Rob Bell’s Love Wins: A Book About Heaven, Hell, and the Fate of Everyone Who Ever Lived (HarperOne, 2011) is making waves. Bell – pastor of Mars Hill Bible Church in Grand Rapids, Michigan – calls the Church to a re-examination of its doctrine of last things. Though there are some admirable elements in Bell’s book, readers cannot help but wonder whether they are getting the whole story. In the end, his book is unsatisfying, a poorly focused, incomplete and at times indecisive treatment of a topic that deserves better.

What is admirable in Love Wins is Rob Bell’s willingness to tackle a difficult topic. His premise is stated in the preface (p. vii):

There are a growing number of us who have become acutely aware that Jesus’ story has been hijacked by a number of other stories, stories Jesus isn’t interested in telling, because they have nothing to do with what he came to do.
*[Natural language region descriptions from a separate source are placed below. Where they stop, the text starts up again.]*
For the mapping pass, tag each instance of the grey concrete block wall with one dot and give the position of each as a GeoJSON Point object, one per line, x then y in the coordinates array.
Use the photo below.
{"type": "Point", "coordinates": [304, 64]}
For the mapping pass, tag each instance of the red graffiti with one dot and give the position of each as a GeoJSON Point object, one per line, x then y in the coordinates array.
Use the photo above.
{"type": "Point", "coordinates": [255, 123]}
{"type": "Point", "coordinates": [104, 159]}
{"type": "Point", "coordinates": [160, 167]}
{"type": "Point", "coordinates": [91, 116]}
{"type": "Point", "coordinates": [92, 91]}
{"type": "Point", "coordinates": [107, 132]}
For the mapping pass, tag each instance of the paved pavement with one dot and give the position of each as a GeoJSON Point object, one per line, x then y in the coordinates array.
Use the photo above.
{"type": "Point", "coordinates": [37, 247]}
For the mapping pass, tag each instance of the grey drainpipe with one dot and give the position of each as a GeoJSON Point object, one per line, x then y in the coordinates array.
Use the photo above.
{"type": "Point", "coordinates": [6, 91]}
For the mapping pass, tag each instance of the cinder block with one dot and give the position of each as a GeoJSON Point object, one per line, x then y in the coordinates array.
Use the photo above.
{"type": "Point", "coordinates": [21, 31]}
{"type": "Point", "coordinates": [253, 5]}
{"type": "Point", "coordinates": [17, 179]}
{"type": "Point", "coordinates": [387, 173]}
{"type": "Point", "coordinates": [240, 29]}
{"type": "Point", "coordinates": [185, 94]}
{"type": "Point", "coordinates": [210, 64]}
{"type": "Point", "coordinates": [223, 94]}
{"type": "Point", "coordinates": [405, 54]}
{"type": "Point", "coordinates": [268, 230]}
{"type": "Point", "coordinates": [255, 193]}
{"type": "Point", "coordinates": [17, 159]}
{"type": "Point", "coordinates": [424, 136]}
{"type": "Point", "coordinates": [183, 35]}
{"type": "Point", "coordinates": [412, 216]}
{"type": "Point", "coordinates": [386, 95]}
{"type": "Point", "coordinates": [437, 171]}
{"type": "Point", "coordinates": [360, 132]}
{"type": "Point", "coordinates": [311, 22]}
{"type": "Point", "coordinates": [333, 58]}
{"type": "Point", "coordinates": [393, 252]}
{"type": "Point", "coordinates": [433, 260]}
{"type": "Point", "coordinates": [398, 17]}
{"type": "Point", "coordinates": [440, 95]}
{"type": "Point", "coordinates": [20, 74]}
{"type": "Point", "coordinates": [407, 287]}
The plot has been lost, and it’s time to reclaim it.

In my lifetime, I can count on one hand the number of times I have heard a sermon on hell. It is a topic that we usually steer clear from, and relegate to printed statements of faith. The problem with this avoidance is that the handful of “quacks” in our midst – those who truly do not have a pastoral bone in their body – end up filling the vacuum with a caricature of what the Bible says. This might be protestors at a military funeral, or maybe the “turn or burn” crowd handing out tracts on the beach. So Bell’s intentions are good, to address in a straightforward manner a topic that we have too long neglected.